住宅ローンは免除できる!しかし破産しても残る借金がある

自己破産には、免責不許可事由という、借金の免除に不適切だと言うものがあります。

  • パチンコ・競馬などギャンブルで作った債務
  • 換金行為(クレジットなどで商品購入後、転売する行為)
  • 名義貸し(借金の必要が無いのに、カードを作り他人に使わせるなど)
  • 資産を隠していたなどの、悪質な行為があった場合
  • 7年以内に自己破産している場合

自己破産は、裁判所にて裁判職員の判断で行われます。

故に、借金を免除し再出発をするに値する人物なのか見極める為、正当な理由でない借金については免除する事を不許可にする訳です。

ただ、自己破産は救済処置です。借金の理由が免責不許可事由だとしても、今後を見据えて真剣に生きる事を訴える事で免責を許可される流れになります。

これを、裁量免責と言います。この辺りも専門家を交えて相談した方が、より自己破産が上手くいくコツだと言えると思います。

※税金や養育費や慰謝料、不法行為による損害賠償などは絶対に免責が認められない「非免責債務」なので注意が必要です。

「ウチも破産を考えています!」破産の条件を理解する

一昨年、30年の住宅ローンを組みました。月々9万円で、ボーナス15万、年収は450万ちょっとです。ただ、今さらですが、金利が上昇したり、子供の事を考えたり、両親や義両親の事を考えるとローンの支払いに不安が出てきました。最悪の場合、自己破産をした方が良いでしょうか?

これは、もの凄く卑屈な質問なのかもしれません。しかし、上の体験談からも分かるように住宅ローンの負担は家計に大きな影響を及ぼします。その為、自己破産のような極端な結論を考慮してしまうのかもしれません。

ただ、実際このケースにおいて判断すると、まず自己破産する事は不可能だと言えます。この方の場合、年収450万円に対して年間の住宅ローン額が140万円ほどになりますが、一般的な支払い率なので「切り詰めながら、頑張って返済して下さい」となると思います。

この住宅ローンの他にも債務が重なり、年間で200~250万円ほどになって来るとさすがに日常生活にかなりの影響が出ると思います。

これは裁判所も、「支払い不能」であると判断するレベルです。自己破産は、最後の救済処置です。但し、あくまでも最終手段なので、よほどの困窮でない限り条件を満たしていないと判断されてしまう事を覚えておく必要があります。

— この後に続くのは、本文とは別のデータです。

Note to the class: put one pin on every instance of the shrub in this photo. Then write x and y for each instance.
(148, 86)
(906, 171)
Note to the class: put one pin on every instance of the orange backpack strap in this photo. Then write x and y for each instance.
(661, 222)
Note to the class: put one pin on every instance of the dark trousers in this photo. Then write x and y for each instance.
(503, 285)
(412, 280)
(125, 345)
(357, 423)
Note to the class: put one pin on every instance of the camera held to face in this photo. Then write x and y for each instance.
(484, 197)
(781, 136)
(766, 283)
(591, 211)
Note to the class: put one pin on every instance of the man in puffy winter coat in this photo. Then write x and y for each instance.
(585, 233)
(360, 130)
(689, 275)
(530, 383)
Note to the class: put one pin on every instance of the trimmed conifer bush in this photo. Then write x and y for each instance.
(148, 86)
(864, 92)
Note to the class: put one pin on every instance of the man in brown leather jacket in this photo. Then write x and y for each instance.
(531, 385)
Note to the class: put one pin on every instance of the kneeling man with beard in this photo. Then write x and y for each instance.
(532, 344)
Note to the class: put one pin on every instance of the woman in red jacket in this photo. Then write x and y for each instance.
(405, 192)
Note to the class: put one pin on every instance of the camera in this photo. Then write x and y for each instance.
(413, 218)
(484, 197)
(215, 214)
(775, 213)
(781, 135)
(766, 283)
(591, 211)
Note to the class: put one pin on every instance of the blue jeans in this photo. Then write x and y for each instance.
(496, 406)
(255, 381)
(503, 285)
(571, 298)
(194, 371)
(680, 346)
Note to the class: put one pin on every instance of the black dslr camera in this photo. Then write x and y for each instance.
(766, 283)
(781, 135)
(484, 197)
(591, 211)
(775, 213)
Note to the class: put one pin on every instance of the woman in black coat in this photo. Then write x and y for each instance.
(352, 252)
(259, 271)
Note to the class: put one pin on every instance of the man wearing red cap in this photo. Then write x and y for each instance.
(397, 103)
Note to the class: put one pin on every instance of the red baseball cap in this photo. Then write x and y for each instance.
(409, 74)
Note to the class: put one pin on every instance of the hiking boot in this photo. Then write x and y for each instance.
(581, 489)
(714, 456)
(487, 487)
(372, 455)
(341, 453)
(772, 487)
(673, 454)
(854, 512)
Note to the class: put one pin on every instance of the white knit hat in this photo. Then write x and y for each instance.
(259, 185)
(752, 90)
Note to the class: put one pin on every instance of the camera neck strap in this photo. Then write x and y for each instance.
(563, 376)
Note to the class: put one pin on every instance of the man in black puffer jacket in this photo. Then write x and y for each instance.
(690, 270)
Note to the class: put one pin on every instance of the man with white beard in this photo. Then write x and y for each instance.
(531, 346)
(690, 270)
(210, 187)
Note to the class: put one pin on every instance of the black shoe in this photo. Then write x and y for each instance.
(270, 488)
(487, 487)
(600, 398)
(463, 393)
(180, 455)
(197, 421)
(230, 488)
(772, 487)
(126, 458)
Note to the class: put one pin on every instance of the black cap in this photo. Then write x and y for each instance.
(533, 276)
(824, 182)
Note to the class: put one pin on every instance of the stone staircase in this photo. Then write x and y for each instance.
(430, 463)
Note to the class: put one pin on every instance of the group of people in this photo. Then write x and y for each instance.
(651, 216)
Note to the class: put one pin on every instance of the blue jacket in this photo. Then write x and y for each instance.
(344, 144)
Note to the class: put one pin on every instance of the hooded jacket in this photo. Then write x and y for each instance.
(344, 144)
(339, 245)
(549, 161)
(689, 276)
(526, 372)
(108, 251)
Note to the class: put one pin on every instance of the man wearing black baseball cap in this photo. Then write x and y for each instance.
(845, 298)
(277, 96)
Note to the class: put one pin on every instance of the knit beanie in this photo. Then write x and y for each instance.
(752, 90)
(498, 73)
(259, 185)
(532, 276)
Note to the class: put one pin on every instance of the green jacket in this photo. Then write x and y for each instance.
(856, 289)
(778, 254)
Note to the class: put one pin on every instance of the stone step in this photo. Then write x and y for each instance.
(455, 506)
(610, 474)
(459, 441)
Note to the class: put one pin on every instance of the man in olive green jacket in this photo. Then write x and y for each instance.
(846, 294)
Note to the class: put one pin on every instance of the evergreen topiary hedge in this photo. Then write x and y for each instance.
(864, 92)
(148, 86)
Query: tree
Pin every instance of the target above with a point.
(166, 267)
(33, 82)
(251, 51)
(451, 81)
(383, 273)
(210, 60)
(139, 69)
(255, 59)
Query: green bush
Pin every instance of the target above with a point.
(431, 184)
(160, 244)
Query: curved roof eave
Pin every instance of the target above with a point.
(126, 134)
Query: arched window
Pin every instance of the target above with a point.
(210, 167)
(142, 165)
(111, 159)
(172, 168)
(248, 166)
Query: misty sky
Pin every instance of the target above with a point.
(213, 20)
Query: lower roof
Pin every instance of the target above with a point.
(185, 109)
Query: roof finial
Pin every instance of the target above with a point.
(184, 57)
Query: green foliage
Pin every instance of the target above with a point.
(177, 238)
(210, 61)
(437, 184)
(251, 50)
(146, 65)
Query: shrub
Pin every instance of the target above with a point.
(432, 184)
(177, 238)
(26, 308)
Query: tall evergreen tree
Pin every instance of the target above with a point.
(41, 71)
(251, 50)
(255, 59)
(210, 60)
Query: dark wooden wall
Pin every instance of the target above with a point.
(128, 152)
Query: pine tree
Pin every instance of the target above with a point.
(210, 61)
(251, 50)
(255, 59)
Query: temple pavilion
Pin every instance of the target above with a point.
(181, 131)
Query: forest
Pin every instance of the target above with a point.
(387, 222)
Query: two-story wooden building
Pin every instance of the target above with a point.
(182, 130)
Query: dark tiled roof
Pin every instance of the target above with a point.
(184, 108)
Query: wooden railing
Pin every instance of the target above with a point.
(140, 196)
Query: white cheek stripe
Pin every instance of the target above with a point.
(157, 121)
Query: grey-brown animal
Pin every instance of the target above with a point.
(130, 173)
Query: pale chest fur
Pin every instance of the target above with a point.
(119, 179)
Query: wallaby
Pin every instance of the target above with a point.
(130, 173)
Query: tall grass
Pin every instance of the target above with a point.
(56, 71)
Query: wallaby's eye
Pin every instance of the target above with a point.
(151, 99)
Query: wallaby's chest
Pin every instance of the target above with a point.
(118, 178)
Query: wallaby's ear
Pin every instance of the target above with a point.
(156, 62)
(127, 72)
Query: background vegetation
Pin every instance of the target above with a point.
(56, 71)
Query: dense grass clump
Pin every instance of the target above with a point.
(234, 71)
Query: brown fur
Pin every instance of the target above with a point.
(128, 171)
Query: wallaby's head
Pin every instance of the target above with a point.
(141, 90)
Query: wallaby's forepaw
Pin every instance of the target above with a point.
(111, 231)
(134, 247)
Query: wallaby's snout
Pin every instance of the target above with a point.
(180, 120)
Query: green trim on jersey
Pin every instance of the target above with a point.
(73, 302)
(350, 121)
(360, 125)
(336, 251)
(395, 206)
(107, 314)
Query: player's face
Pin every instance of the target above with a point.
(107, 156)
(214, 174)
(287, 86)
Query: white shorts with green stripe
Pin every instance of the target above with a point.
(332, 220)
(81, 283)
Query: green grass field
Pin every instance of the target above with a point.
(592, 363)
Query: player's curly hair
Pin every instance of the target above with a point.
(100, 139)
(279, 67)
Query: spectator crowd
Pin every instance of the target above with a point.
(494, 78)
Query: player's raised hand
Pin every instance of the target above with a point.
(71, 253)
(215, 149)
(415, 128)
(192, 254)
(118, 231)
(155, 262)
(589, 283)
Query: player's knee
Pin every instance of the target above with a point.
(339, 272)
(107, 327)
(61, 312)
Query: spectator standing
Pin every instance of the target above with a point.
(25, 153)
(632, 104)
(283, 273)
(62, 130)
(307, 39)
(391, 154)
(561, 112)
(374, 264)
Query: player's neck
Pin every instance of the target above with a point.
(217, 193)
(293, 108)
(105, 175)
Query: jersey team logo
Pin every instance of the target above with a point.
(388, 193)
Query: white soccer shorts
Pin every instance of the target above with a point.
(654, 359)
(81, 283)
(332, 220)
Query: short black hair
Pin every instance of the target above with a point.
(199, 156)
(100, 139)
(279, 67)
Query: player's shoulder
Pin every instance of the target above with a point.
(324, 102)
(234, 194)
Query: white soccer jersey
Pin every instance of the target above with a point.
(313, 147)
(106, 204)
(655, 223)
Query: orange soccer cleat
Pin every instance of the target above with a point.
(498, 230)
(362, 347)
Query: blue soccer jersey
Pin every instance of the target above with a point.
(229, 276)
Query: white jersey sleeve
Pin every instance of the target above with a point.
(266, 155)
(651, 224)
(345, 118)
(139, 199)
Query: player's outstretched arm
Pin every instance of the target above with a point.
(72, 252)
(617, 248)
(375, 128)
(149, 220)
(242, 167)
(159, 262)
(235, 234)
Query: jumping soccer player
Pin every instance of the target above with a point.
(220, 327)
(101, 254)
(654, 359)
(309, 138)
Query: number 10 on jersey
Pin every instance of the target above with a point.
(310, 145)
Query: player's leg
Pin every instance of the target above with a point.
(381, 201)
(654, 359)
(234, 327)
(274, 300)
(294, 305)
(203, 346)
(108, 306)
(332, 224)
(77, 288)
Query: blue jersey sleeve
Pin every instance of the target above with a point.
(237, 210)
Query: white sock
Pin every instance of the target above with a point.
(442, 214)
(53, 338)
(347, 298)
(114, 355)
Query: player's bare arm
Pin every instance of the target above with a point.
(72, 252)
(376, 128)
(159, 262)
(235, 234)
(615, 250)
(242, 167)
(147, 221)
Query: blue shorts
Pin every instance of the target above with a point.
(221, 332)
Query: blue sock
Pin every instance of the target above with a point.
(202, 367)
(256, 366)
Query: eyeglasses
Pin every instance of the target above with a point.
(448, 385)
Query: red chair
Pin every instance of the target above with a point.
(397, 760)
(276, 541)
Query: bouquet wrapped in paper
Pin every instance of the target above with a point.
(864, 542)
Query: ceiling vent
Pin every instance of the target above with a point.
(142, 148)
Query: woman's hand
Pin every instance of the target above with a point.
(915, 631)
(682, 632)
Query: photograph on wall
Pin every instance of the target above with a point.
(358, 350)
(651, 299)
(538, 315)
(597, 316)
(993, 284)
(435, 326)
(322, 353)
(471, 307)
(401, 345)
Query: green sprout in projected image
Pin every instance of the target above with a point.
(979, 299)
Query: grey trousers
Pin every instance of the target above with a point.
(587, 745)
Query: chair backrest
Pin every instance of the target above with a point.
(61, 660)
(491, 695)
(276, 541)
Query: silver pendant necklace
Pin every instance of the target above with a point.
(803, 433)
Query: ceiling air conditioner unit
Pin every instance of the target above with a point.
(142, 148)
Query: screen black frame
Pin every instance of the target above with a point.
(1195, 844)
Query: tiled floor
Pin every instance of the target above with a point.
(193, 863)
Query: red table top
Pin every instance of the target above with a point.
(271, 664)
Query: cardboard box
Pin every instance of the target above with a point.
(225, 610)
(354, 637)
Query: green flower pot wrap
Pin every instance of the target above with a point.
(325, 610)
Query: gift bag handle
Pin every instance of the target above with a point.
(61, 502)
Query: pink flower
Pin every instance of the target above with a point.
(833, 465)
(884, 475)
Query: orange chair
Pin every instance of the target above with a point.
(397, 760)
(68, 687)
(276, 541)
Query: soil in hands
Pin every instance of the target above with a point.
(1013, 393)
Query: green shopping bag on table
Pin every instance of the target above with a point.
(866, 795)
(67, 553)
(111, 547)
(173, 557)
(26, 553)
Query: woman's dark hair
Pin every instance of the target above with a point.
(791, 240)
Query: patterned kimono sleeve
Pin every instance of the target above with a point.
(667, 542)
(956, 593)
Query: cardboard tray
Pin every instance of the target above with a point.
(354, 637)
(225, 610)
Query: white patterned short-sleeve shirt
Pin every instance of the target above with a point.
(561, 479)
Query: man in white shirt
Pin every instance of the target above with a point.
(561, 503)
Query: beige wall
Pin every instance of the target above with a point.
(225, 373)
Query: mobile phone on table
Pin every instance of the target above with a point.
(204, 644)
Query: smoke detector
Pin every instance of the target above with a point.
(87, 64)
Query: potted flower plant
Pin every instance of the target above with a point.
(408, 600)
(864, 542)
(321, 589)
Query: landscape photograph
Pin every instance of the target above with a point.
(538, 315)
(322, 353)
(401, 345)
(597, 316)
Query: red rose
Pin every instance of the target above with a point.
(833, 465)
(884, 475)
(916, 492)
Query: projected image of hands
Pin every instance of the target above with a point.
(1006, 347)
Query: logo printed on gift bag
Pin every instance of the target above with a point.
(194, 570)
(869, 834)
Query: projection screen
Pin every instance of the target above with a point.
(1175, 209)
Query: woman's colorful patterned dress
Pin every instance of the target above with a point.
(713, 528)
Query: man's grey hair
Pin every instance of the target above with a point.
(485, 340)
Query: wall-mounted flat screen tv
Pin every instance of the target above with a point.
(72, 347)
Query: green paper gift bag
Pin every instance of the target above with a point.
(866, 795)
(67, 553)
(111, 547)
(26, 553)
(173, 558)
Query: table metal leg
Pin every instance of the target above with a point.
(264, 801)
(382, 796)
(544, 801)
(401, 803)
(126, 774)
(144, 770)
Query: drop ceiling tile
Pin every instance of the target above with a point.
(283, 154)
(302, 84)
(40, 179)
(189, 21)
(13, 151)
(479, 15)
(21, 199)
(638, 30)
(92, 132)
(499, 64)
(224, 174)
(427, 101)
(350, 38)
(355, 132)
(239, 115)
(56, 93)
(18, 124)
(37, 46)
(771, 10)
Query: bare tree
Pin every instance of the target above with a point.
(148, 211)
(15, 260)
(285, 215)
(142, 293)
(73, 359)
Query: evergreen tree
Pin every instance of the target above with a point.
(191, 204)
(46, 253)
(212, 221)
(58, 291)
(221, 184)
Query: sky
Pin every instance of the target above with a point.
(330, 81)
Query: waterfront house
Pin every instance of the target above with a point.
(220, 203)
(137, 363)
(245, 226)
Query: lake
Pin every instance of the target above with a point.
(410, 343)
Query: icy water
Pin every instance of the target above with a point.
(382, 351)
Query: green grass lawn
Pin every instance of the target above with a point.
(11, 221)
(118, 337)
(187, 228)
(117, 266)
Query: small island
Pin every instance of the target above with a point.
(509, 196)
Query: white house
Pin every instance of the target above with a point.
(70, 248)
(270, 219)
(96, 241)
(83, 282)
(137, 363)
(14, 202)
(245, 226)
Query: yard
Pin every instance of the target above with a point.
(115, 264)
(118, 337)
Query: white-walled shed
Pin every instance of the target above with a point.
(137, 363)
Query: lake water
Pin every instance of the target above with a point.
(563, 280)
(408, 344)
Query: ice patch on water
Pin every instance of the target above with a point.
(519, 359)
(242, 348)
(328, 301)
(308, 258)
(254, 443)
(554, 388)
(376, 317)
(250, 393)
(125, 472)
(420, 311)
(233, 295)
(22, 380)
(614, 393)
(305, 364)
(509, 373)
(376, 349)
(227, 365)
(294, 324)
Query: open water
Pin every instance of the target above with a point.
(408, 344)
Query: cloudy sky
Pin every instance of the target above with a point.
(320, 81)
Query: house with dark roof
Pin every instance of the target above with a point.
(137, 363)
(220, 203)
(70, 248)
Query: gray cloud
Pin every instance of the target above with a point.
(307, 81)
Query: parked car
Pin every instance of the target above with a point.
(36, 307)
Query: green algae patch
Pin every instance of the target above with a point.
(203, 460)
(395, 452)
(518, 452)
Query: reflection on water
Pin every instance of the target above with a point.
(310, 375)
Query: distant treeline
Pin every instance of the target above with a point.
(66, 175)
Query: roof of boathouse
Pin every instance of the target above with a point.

破産したら家はもう持てないの?住宅ローンを再度組む方法

1度でも自己破産したら、もう住宅ローンの審査は通らないの?と思う方がいるかもしれません。しかし、大丈夫です。破産は救済処置です。再出発をされた方が、将来困らないようになっています。

但し、いくつかの条件をクリアしなければ、マイホームを持つ事は難しいかもしれません。自己破産をした方が、その後、住宅ローンなどを組む事が出来るのかについて体験談を通じお話ししていきます。

自己破産しても大丈夫!2度目の住宅ローンを組んだ体験談

<体験談:3>
社会人3年目の時、親に連帯保証人になって貰って住宅ローンで1500万のマンションを購入しました。ただ、あまり考えなしの行動だったみたいで、給料が生活費や支払いに右から左で消える状態で貯金など一切出来ませんでした。そこへ会社の業績不振から給与が減って、さらに倒産。妻の病気も重なり、返済どころか生きる事だけでも精いっぱいとなり、困り果て自己破産をしました。債務はある程度残りましたが、それは親が支払ってくれました。本当に当時は迷惑を掛けましたその後、再就職しある程度の貯金と給料が貰えていたので、40代でもう一度、家の購入を考えました。ただ、自己破産をした自分が住宅ローンを受けられるのか心配で仕方がなかったです。審査を受ける時は、本当に生きた心地がしませんでした。しかし、意外にも審査は問題なく通り、住宅ローンを受ける事が出来ました。結果、家を購入する事ができ、今のままなら完済までの目途も付きました。あの頃があったからこそ、今があると思っています。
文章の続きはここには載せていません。